Building Pre-Launch Awareness
- Who is your target market?
- What outcome are you aiming for?
Refining your target audiences precisely for your marketing efforts is important: reaching a niche audience — one that will respond positively to your app — may be the most effective way to spark word of mouth.
Decide what your primary objective is. Do you want to achieve the widest possible reach? Build active users? Maximise revenue?
Your answer to this question will affect the marketing channel choices you should make: to buy reach or to encourage repeat visits.
Then, you can get a sense of likely budget and investment requirements. If your app is initially free and focusing on building the largest possible audience, you’ll need the funds — via investment or otherwise — to support such an approach as revenues will not be forthcoming.
Think carefully through this process; your conclusions will drive your marketing program. Your marketing plan must be closely aligned with a business plan that can fund it; both are crucial, and neither can be considered in isolation.
Your marketing plan should research and set out the following:
- Analysis of your current market
- Your business objectives
- Key marketing strategies
- Steps to achieving your objectives
- Proposed budget
Key marketing strategies to consider include public relations (PR), building an online presence through a website, building your emails list, engagement via social media, and the launch party.
Launch, Particularly Focusing on App Store Optimization
You need to fight hard for your place in the app store, especially as a new publisher. According to Distimo, only five of the top 250 publishers in Apple’s App Store are newcomers, and Google’s Play store for Android apps isn’t any less of a challenge.
When it comes to prioritizing milestones, your launch should top the list: getting it right is likely the single most important factor that can influence the success of your app. A close second is making sure your app is optimized for the app store.
What is app store optimization? It’s your positioning and how people will find your app post launch. Optimizing your app hinges on five main elements:
- The name of the app
- The app icon’s design
- The wording — choosing the right keywords/description and what’s new sections
- Useful screenshots
- App reviews.
In a white paper on mobile marketing, reported that “60% of downloads come from organic searches in the app store.” It’s important to get this right.
Friends and family can also play a big role in your big launch. Get 10-12 people involved to help you test and improve on the iterations of your app. As your launch date draws closer, encourage this group to openly discuss their involvement and excitement in the project to hopefully build interest in the launch.
Also try to include relevant influencers in your trial, ideally people you’ve built a relationship with; they can provide not just valuable feedback but also help maximize the social reach of your app’s launch.
Post Launch: Build and Maintain User Engagement
Once your app has been launched, your focus must shift to creating ongoing awareness and engagement.
If you’re really lucky, early adopters will talk about your app and spark the holy grail of marketing: word of mouth.
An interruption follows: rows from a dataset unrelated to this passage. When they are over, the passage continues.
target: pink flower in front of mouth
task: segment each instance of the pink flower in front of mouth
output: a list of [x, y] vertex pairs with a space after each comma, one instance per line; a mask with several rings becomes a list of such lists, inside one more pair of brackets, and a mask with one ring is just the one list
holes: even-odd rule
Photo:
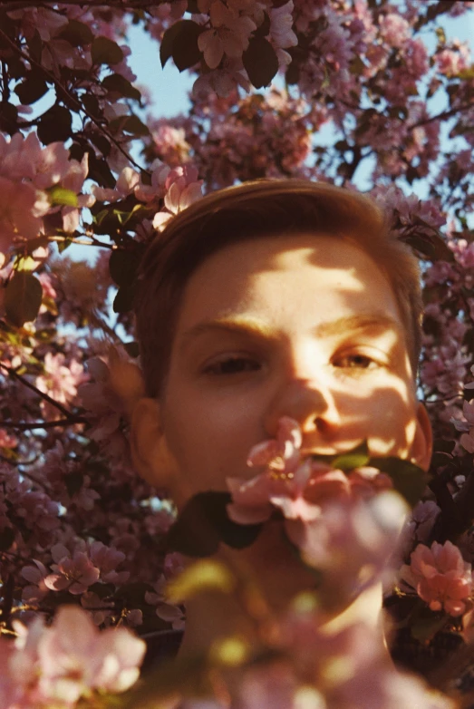
[[273, 471], [291, 472], [300, 461], [302, 442], [298, 422], [289, 416], [282, 416], [276, 438], [255, 445], [248, 454], [247, 464], [250, 468], [266, 465]]
[[368, 499], [392, 487], [392, 480], [375, 468], [357, 468], [346, 474], [325, 462], [303, 459], [302, 442], [297, 422], [282, 416], [276, 437], [252, 448], [247, 465], [265, 470], [251, 480], [227, 479], [231, 520], [238, 524], [259, 524], [277, 509], [286, 520], [312, 522], [328, 502]]

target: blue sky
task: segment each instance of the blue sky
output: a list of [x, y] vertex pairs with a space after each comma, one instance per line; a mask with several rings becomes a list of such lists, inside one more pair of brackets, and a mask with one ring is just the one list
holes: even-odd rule
[[[461, 17], [447, 18], [443, 15], [441, 24], [448, 39], [469, 42], [474, 53], [474, 3], [472, 9]], [[153, 115], [156, 118], [170, 117], [185, 112], [189, 106], [188, 93], [193, 83], [189, 73], [179, 73], [172, 60], [162, 69], [158, 42], [139, 25], [131, 27], [129, 40], [131, 49], [129, 63], [137, 74], [137, 83], [145, 84], [151, 92]], [[429, 49], [432, 49], [429, 40], [428, 35], [423, 36]]]

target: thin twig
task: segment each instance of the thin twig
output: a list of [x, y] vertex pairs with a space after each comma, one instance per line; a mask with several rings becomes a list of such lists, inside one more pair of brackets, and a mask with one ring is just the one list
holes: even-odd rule
[[18, 431], [34, 431], [38, 428], [56, 428], [56, 426], [73, 426], [75, 423], [89, 423], [87, 419], [81, 416], [68, 419], [57, 419], [56, 421], [2, 421], [2, 428], [15, 428]]
[[[146, 10], [147, 8], [156, 7], [157, 5], [163, 5], [169, 0], [118, 0], [114, 3], [113, 0], [61, 0], [61, 5], [79, 5], [80, 7], [110, 7], [116, 10]], [[5, 3], [0, 2], [0, 10], [5, 13], [14, 12], [15, 10], [23, 10], [27, 7], [48, 7], [51, 5], [57, 5], [57, 0], [42, 0], [41, 2], [34, 2], [34, 0], [18, 0], [18, 2]]]
[[100, 248], [110, 249], [116, 248], [114, 244], [104, 244], [102, 241], [99, 241], [99, 239], [92, 238], [92, 237], [90, 239], [91, 240], [86, 241], [83, 238], [71, 238], [71, 237], [48, 237], [48, 241], [56, 241], [60, 244], [64, 243], [64, 241], [69, 241], [71, 244], [80, 244], [84, 247], [99, 247]]
[[[52, 406], [54, 406], [58, 411], [60, 411], [62, 413], [66, 416], [69, 422], [71, 422], [71, 419], [76, 419], [77, 417], [74, 416], [74, 414], [70, 412], [68, 409], [66, 409], [65, 406], [63, 406], [62, 403], [59, 403], [59, 402], [54, 401], [49, 394], [44, 393], [44, 392], [42, 392], [40, 389], [38, 389], [37, 386], [34, 386], [34, 384], [32, 384], [31, 382], [28, 382], [27, 379], [25, 379], [24, 376], [19, 374], [17, 372], [15, 371], [12, 367], [7, 366], [6, 364], [4, 364], [3, 362], [0, 362], [0, 367], [5, 371], [8, 372], [8, 375], [14, 377], [14, 379], [17, 379], [18, 382], [21, 382], [22, 384], [26, 386], [28, 389], [31, 389], [32, 392], [34, 392], [38, 396], [40, 396], [42, 399], [44, 399], [45, 402], [48, 402], [48, 403], [51, 403]], [[2, 425], [5, 425], [8, 422], [2, 422]], [[38, 426], [36, 427], [38, 428]]]

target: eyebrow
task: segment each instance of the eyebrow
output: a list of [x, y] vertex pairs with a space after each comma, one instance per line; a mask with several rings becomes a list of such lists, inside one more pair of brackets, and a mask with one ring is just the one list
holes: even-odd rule
[[[314, 333], [316, 337], [335, 337], [347, 332], [356, 333], [358, 331], [369, 330], [396, 330], [401, 332], [401, 327], [397, 320], [385, 313], [374, 312], [344, 316], [336, 320], [320, 323], [315, 326]], [[186, 347], [199, 335], [219, 331], [253, 335], [266, 339], [275, 339], [276, 336], [275, 330], [259, 318], [235, 315], [206, 320], [190, 327], [183, 334], [179, 348]]]

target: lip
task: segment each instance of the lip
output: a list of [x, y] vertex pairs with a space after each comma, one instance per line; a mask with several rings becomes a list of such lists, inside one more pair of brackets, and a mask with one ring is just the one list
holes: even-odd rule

Not only is word of mouth free, referrals are assigned a higher level of trust than promotions you might do directly.
Otherwise, monitor and maintain social media channels, mark milestones with public relations efforts, and engage your users. Look at what competitors are doing and consider how you may improve upon it.
Take note of any marketing you receive from other brands that you think is cool and think about how you could replicate it.
Finally, don’t forget to build your network — both to help promote your app and to learn more about the app development community.
Become known in professional groups whose members may have an interest in your app. Research and attend the most relevant industry networking events and meetups. This is a useful way to find support and feedback for your app.
But there’s also value in networking with other app developers, to learn from people who share the experience of launching their own apps.
The goal of marketing is to ensure your app becomes known to those most interested in using it. As experts say, “Marketing is not just another ingredient in an app’s success. It’s the main one.”